Wednesday, 7 May 2014

Listen with mother.


I'm eleven years old. We don't have a telly at home because we've just come back from living in Canada and my parents thought it would be a good idea to try and do without one for a while. I'm not missing it either, but I am rushing home from school to be entertained by something. I'm loving the story and I want to hear more...

So who is telling the story, you wonder? Without a telly it can't be an episode of Jackanory I am rushing back for - although there was plenty of that before and after the period I am writing about now, and then I went on to work on the programme. Perhaps it's the radio then, a bit of Listen With Mother, or Poetry Please? 

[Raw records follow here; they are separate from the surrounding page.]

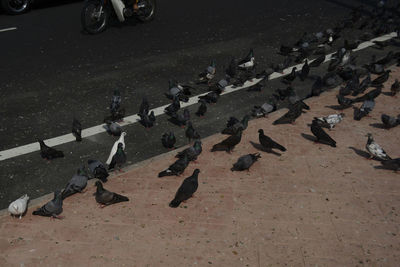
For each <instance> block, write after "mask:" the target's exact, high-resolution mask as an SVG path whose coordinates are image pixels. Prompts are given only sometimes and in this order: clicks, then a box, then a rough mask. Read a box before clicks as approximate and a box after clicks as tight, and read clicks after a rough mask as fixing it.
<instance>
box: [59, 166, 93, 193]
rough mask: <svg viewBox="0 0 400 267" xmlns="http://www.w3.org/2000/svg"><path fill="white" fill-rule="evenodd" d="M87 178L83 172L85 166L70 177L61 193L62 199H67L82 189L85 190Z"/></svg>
mask: <svg viewBox="0 0 400 267" xmlns="http://www.w3.org/2000/svg"><path fill="white" fill-rule="evenodd" d="M88 179H89V177H88V176H87V174H86V172H85V166H82V167H81V168H79V169H78V170H77V172H76V174H75V175H74V176H72V178H71V180H70V181H69V182H68V184H67V185H66V186H65V188H64V190H63V191H62V192H61V197H62V199H65V198H66V197H69V196H71V195H73V194H75V193H78V192H79V193H81V192H82V190H83V189H85V187H86V185H87V181H88Z"/></svg>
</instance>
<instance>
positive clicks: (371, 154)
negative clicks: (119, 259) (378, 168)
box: [365, 133, 391, 160]
mask: <svg viewBox="0 0 400 267" xmlns="http://www.w3.org/2000/svg"><path fill="white" fill-rule="evenodd" d="M367 136H368V141H367V144H366V145H365V148H366V149H367V150H368V152H369V154H370V155H371V157H370V158H373V157H375V158H378V159H380V160H389V159H391V158H390V157H389V156H388V154H386V152H385V150H383V148H382V147H381V146H380V145H379V144H377V143H375V141H374V138H372V134H370V133H368V134H367Z"/></svg>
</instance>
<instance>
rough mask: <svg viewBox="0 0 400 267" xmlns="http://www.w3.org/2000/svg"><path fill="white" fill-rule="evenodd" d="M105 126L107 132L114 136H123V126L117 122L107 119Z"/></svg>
mask: <svg viewBox="0 0 400 267" xmlns="http://www.w3.org/2000/svg"><path fill="white" fill-rule="evenodd" d="M104 128H105V129H106V130H107V133H108V134H110V135H113V136H121V133H122V127H121V125H119V124H118V123H117V122H113V121H110V120H108V121H106V125H105V126H104Z"/></svg>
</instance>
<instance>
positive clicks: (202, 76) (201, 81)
mask: <svg viewBox="0 0 400 267" xmlns="http://www.w3.org/2000/svg"><path fill="white" fill-rule="evenodd" d="M216 72H217V68H216V63H215V60H213V61H212V62H211V64H210V66H208V67H207V69H206V70H205V71H203V72H202V73H200V74H199V78H198V80H197V84H201V83H209V82H210V81H211V80H212V79H213V78H214V77H215V74H216Z"/></svg>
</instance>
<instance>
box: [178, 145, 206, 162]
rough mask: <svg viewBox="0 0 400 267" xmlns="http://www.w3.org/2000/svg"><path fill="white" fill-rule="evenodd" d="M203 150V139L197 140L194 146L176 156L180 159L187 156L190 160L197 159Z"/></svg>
mask: <svg viewBox="0 0 400 267" xmlns="http://www.w3.org/2000/svg"><path fill="white" fill-rule="evenodd" d="M202 151H203V149H202V147H201V141H200V140H196V141H195V142H194V144H193V146H191V147H188V148H186V149H185V150H183V151H181V152H179V153H178V154H177V155H176V156H175V157H176V158H180V159H182V158H184V157H187V159H188V160H189V161H196V160H197V157H198V156H199V155H200V154H201V152H202Z"/></svg>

Nope. I may be into double figures now but I am rushing back to listen to my mother read aloud to me. I can't wait to be curled up on the sofa with mum in the middle and my younger brother on the other side, listening to her read the next installment of A Likely Lad by Gillian Avery, or The Hobbit by J R Tolkien, or, when we were a bit younger, The Little Wooden Horse by Ursula Moray Williams.


These are precious childhood memories. My mother loved to read aloud to us as much as we loved to listen. She was great at 'the voices', as she called them. In fact she still is. And I have always suspected, but never known for certain, that one of the reasons I have grown up to be someone who loves to read and, more particularly, to write, is that I was read aloud to from a very young age and for a very long time. And incidentally my younger brother writes too. 


It occurs to me that when it comes to mothering we all have our strengths and weaknesses. I'm no good at teaching mine their maths times tables, for example, since I barely know them myself. I've never been very good at sitting down and doing a jigsaw with them either, I find it boring, and I don't much like playing board games. I wasn't fond of playgrounds back in the day (although I went to plenty) and I hated going to the local swimming pool standing waist deep in lukewarm water while they splashed around me (swimming pools on holiday are another matter entirely), but there is one area in which I can honestly say that I am good, and it's probably because of those early experiences dashing home from school to be read to by my mum, and that is reading aloud to them. 





Owl Babies, The Jolly Postman, The Very Hungry Caterpillar, Where the Wild Things Are, Danny Champion of the World (read in the Isle of Wight one summer, I remember) Stig of the Dump, Charlotte's Web, The Wind in The Willows, The Hobbit, the list goes on and on and I read them all, some more than once, and I'm still reading to our youngest most evenings now (and so is Husband, at the moment it's Tin Tin).


So I was delighted to read in The Times last week that being read to as a child has a greater influence on academic success than whether parents had a degree. It was found that those children whose parents read every night to them when they were five, and who went on to have a passion for reading, did better at tests at 16 - even in maths - than their peers who has similar academic ability when younger. 


The study, led by Alice Sullivan at London's Institute for Education, which analysed the performance of 6,000 children born in 1970 in maths spelling and vocab tests, concluded that, "the positive link between leisure reading and cognitive outcomes is not purely due to more able children being more likely to read a lot, but that reading is actually linked to increased cognitive process over time." 


It's lovely to know that despite all the things I know I don't get right, and the guilt I sometimes feel about not sitting down to do their homework with them, as so many of the other mums I know do, I have been able to do one thing to help my three on their way, a thing that gave me - and I hope them - enormous pleasure. 


It may be the end of an exhausting day, it may be the last thing I feel like doing - and believe me I've been there - but once you get into it, with your child snuggled into your arm, mustering your best Gruffalo/Hobbit/Mr Wonka/Badger voice, reading that favourite story, perhaps even one that you remember your own mother reading to you, is a moment to treasure and a joy to pass on.


And they might do well at school as a result. Win win.